Pharmacopoeias, which were comprehensive lists of drugs compiled during the Renaissance period included practically every known organic and inorganic substance. One fourteenth-century recipe for relieving dental pain, for example, recommended combining gall of a cow, heart of a magpie, mouse fat, cow dung, lice and oil of cloves (the only active ingredient recognised in our time).

Patients have chewed, imbibed, sucked, or suffered treatment with crocodile dung, teeth of swine, hooves of asses, spermatic fluid of frogs, unicorn fat, fly specks, lozenges of dried vipers, powder of precious stones, oils derived from ants, earthworms and spiders, bricks,feathers, hair, human perspiration and moss scraped from the victim of a violent death.

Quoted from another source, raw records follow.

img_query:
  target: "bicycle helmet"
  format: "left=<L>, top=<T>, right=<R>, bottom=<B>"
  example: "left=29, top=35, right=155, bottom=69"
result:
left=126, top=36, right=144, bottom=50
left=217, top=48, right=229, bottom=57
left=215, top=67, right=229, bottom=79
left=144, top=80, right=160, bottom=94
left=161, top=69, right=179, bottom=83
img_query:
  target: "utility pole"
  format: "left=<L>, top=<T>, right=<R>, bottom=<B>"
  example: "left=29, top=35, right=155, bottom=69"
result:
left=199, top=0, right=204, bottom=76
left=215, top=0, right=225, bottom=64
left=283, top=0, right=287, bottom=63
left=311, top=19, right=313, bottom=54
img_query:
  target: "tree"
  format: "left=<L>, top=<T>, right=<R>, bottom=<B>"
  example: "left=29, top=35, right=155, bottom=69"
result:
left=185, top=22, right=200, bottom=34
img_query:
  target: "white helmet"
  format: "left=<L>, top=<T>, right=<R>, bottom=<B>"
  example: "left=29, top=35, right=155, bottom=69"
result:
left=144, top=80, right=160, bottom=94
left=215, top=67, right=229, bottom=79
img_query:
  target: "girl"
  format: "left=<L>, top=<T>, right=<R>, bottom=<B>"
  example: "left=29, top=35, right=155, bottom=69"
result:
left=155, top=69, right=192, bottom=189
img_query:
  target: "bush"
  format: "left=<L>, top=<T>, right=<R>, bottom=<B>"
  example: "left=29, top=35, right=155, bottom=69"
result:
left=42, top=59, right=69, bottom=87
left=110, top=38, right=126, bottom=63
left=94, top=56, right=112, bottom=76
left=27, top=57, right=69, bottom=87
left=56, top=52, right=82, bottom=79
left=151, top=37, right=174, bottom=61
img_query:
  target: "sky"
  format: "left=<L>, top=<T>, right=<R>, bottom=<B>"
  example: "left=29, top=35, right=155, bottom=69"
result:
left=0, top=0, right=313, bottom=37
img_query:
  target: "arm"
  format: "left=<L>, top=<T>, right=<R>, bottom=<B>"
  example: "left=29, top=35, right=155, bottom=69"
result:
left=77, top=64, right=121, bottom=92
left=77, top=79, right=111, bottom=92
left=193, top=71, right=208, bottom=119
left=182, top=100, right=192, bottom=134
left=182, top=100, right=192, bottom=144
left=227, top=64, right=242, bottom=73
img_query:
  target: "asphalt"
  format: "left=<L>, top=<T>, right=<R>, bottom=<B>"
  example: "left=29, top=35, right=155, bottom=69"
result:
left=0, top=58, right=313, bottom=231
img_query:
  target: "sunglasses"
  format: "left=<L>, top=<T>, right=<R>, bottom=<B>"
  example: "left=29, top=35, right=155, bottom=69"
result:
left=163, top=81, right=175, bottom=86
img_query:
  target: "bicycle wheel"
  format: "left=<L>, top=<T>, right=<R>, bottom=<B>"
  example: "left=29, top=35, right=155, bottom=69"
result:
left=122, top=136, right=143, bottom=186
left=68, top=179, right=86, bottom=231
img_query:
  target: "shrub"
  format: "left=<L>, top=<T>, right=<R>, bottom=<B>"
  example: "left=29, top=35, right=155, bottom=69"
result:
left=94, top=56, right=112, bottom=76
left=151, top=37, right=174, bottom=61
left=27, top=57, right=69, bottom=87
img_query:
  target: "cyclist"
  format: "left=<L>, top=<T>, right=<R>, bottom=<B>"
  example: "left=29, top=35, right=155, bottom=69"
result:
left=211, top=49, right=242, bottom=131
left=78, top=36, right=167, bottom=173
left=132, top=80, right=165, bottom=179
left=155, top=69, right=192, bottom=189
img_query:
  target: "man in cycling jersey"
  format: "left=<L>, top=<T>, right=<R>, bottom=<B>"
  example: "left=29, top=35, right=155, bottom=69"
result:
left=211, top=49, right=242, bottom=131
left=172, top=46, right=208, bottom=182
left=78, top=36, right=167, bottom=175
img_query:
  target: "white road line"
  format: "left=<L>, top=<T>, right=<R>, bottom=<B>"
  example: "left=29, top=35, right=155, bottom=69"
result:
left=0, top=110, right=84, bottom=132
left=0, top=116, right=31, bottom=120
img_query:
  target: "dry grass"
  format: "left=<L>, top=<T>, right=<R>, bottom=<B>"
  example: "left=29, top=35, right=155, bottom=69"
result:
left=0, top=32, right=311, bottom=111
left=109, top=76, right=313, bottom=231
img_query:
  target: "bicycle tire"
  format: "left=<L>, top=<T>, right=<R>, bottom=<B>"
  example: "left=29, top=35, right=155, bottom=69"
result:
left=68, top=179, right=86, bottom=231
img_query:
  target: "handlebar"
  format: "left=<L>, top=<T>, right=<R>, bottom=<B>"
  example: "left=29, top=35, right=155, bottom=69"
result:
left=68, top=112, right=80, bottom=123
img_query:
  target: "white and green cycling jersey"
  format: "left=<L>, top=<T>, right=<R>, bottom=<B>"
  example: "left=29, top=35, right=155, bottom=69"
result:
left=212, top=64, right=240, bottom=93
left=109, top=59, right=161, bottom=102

George Washington is a good example of the treatment lavished on the wealthy in the eighteenth century. When he had a throat infection, complicated by pneumonia, it was said that he was fortunate ‘he could afford the best medical care available’. This wonderful treatment consisted of a mixture of molasses, vinegar and butter. Vomiting and diarrhoea were induced. But still he lapsed. In desperation, his physicians applied irritating poultices to blister his feet and throat while draining several pints of blood. Then, mercifully, he died.

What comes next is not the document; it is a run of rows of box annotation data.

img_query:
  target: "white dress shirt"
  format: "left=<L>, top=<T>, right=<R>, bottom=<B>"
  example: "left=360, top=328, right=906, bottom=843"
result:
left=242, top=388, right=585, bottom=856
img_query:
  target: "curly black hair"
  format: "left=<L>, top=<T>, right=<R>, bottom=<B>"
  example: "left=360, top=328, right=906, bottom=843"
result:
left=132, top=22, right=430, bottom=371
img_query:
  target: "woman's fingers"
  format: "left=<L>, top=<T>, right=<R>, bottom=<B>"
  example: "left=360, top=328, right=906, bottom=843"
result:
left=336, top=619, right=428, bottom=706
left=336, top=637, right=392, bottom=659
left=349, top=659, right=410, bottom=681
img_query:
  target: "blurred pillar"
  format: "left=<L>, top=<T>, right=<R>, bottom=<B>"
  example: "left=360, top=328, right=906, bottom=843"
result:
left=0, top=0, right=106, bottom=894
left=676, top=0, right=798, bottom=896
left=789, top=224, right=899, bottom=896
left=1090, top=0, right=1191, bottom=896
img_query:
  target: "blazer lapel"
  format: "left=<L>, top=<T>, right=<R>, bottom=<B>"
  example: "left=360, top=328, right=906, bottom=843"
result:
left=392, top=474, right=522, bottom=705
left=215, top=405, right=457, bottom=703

Also pity the British monarch, Charles II. He was treated by the best physicians of the day, using the multiple treatment methods then believed appropriate for treating pain. Many are now known to have little therapeutic value and some may have actually done more harm than good. The treatment given to Charles II as he lay dying in 1685 was:

‘A pint of blood was extracted from his right arm and a half pint from his left shoulder. This was followed by an emetic, sneezing powder, bleedings, soothing potions, a plaster of pitch, and pigeon dung was smeared on his feet. Potions containing 10 different substances, chiefly herbs, as well as 40 drops of extract of human skull, were swallowed. Finally, application of the bezoar stone (gallstones from sheep or goats) was prescribed. Following extensive treatment, the king died.’